Release of Troubles' killings documents sparks legal row
A decision by Culture Minister Carál Ní Chuilín to release documents related to three historic Troubles killings has sparked a high level legal dispute.
The secretary of state and the chief constable went to court over the weekend in order to stop the papers being circulated.
They want sensitive details which could identify security force members removed before the documents are released.
The case is due before the High Court again on Monday.
The documents concern three Troubles' deaths - IRA man Paddy McAdorey who was killed by the Army in 1971, social work student Michael Donnelly killed by a plastic bullet in 1980 and Sadie Larmour murdered by loyalists in 1979.
The campaign group Relatives for Justice and lawyers Kevin Winters wanted inquest and trial papers held in the Public Records Office.
On Friday, Ms Ní Chuilín, whose department oversees the Public Records Office (PRO), personally handed them over.
Mark Thompson from Relatives for Justice said they were not secret documents
"These are public documents released to the PRO sought under the freedom of information - there's nothing sensitive," he said.
"These documents relate to inquest hearings and court trials concerning people that stood trial for murders and we're bewildered at the actions of the chief constable and the secretary of state in this instant.
"We can't understand it and the families are seeing it as a direct attack on them to seek basic information about the killings of their relatives.

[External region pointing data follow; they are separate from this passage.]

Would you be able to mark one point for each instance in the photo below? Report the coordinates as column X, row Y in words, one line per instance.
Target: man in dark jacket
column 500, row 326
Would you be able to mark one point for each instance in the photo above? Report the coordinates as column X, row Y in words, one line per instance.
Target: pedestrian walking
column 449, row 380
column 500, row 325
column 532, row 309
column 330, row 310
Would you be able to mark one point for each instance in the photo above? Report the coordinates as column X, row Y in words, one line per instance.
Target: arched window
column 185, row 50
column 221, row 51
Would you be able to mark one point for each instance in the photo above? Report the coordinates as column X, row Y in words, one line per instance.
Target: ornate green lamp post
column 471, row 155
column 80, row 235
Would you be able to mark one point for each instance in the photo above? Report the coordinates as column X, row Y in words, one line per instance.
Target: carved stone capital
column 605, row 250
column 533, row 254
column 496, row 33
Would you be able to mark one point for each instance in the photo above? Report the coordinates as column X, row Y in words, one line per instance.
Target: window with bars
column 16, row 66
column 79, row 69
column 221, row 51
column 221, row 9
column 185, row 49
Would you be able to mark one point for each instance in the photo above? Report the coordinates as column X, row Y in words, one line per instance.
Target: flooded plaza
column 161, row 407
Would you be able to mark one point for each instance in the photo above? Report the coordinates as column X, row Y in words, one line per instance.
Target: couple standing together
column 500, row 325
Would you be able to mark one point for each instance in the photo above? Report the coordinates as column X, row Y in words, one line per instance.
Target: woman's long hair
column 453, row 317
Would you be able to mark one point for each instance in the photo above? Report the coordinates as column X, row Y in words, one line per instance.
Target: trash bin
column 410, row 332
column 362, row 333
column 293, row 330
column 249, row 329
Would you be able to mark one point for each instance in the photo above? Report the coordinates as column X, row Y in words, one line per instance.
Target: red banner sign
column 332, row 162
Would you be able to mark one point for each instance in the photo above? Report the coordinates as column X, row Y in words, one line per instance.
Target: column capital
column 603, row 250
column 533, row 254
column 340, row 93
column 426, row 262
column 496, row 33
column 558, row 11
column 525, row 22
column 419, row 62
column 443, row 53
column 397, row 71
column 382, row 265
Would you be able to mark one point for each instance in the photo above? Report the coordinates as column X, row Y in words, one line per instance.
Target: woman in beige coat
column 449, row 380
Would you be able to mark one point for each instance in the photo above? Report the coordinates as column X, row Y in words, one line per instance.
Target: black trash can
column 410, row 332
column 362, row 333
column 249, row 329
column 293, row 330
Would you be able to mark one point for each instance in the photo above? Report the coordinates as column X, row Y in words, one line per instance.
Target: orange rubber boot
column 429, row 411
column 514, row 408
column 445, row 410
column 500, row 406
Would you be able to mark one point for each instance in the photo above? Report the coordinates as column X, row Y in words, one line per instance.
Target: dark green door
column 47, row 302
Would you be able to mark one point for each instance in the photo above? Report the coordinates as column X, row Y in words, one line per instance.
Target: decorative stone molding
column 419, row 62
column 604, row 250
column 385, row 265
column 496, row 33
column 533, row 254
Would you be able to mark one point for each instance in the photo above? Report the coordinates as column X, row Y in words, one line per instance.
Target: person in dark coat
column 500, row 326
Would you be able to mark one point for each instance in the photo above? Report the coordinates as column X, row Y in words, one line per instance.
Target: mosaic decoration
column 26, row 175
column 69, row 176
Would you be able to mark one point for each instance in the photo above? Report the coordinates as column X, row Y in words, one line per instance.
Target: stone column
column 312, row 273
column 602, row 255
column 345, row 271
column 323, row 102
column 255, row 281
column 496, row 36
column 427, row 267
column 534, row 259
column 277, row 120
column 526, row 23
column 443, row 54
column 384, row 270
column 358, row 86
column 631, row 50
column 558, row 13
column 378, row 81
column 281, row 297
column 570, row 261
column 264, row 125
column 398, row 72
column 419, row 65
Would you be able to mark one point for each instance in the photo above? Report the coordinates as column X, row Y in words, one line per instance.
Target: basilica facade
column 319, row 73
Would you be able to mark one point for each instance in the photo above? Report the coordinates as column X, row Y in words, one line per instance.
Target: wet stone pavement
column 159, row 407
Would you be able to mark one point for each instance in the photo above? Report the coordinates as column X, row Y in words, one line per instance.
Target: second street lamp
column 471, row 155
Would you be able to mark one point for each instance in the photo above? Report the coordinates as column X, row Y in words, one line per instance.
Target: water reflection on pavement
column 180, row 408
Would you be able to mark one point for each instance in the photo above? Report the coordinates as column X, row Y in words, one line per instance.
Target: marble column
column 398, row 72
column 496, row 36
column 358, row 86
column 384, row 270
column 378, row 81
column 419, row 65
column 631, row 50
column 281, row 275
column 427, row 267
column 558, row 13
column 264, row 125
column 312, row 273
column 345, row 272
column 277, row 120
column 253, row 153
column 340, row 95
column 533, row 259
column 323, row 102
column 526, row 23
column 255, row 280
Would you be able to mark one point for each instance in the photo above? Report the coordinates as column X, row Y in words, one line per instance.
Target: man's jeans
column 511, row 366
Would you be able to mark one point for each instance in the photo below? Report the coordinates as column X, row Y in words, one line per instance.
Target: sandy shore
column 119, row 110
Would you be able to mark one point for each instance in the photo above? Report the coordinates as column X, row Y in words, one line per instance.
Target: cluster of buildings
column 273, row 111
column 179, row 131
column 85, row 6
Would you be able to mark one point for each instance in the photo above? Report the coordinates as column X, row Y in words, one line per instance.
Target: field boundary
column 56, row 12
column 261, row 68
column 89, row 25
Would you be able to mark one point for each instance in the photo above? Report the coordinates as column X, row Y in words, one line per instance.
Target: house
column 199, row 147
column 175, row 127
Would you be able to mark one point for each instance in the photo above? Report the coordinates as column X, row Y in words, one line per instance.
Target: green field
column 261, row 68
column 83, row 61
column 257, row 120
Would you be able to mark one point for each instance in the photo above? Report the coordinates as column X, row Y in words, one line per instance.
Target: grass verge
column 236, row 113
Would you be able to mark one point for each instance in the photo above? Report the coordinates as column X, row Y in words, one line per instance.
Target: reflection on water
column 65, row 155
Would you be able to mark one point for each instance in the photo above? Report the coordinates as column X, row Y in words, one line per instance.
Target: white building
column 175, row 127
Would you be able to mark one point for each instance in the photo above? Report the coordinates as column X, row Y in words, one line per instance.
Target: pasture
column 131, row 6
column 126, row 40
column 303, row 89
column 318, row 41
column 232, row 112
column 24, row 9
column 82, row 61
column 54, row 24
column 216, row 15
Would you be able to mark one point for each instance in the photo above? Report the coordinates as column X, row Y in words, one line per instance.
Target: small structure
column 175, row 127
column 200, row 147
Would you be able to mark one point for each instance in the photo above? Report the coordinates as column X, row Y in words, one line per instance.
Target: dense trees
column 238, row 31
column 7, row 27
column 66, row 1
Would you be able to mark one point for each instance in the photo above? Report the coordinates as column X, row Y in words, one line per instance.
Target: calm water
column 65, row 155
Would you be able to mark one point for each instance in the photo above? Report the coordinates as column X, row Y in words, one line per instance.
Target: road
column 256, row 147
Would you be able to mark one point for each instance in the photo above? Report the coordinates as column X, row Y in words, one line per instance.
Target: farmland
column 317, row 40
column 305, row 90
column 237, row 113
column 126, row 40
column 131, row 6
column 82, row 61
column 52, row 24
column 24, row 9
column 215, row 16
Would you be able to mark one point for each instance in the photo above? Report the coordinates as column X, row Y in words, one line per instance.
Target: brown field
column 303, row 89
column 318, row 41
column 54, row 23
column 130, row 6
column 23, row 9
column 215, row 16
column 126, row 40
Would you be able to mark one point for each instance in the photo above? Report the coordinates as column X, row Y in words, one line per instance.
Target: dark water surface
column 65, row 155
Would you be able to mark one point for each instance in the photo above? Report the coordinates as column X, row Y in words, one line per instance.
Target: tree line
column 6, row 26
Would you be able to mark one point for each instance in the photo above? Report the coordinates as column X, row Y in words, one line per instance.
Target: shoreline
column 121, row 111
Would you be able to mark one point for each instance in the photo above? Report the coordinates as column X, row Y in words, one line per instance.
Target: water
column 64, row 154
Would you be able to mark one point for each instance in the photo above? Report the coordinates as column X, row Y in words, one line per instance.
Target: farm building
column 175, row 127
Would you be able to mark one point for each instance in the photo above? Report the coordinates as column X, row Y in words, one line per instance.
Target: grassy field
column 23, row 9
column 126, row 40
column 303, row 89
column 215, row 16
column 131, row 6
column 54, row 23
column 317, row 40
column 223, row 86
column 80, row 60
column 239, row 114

"They're upset about it but they also see it as an interference in the wider democratic process."
But Secretary of State Teresa Villiers and Chief Constable Matt Baggott believe the papers should not have been released without the removal of the sensitive information.
Justice Minister David Ford said it was unclear, what, if any, sensitive information, had been removed.
"Last Friday I wrote to the culture minister pointing out the urgent necessity of having discussions about the issue and ensuring that there were full redactions to protect ongoing police investigations and potential issues under the European Convention on Human Rights (ECHR)," he said.
"I'm extremely disappointed that she doesn't seem to have taken any advice from my department, or the police, and has gone ahead and issued those documents.
"At this stage unclear exactly what redaction she applied."
A judge granted an order preventing the documents being circulated, at a late night hearing over the weekend.